Can ScreenScraper crawl this?
Hi,
I keep having issues scraping sites which are built using a lot of java script. I'm wondering whether ScreenScraper could potentially scrape this site -- I mean the paging on this site:
http://www.thenorthface.com/catalog/ca_ecom/en/gear/mens-jackets-vests
The issue is the paging through the product lists! Since the site is done using java script the html doesn't change. As far as I know, there is no way of scraping such sites using ScreenScraper.
Unfortunately, there are many sites using similar technology for paging like http://jysk.ca/category.aspx?catalog=RETAIL&id=10396. This site uses Microsoft's .NET engine and it doesn't seem to accept URL parameters.

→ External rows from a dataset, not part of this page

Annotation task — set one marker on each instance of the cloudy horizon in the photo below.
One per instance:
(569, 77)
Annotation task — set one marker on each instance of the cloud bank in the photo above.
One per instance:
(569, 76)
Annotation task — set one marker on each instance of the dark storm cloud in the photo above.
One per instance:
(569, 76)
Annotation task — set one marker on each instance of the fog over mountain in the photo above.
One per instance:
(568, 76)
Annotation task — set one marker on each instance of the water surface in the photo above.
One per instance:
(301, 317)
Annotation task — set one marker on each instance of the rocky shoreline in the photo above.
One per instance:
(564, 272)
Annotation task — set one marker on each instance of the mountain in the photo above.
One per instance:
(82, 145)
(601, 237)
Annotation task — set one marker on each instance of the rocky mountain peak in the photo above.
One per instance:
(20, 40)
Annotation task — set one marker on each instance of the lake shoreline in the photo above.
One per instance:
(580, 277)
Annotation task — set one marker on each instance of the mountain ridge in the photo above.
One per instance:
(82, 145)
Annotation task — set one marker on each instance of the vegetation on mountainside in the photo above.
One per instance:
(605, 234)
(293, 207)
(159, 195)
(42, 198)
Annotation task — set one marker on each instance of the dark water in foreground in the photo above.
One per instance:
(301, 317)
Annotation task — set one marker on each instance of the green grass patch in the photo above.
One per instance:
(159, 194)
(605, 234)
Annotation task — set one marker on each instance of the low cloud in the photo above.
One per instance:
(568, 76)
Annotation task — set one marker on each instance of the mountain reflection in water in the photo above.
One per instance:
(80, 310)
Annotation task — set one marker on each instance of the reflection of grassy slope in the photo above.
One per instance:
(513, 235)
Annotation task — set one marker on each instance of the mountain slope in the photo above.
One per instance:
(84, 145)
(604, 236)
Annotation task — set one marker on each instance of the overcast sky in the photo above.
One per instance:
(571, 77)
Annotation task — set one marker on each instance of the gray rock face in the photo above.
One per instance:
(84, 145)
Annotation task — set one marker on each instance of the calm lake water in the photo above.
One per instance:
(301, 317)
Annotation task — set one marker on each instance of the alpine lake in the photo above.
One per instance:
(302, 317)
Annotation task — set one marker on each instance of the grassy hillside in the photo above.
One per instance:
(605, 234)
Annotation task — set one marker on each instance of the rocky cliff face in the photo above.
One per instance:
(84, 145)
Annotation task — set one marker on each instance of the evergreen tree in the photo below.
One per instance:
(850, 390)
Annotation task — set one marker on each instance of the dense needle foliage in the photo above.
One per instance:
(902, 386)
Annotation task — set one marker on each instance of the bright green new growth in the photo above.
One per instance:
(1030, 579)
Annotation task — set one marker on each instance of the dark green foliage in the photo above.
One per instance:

Am I doing something wrong and ScreenScraper can actually handle these kind of sites? If I am not doing anything wrong is ScreenScraper approaching this issue? Because this is a common problem and since more and more sites are using this type of technology the issue is becoming more and more acute.
Thank you for your help,
Edgar
You can indeed scrape this
You can indeed scrape this sort of thing, it's just tricky. You'll find that when you click next page, there is still a corresponding HTTP request. The response, however, doesn't always look like a web-page. It could be JSON, XML, or myriad other things.
You would need to build a scrapeable file to emulate that HTTP request, and parse the result. It's a little tricky to figure out, but once you get the hang of it, the response is easier to parse (most of the time).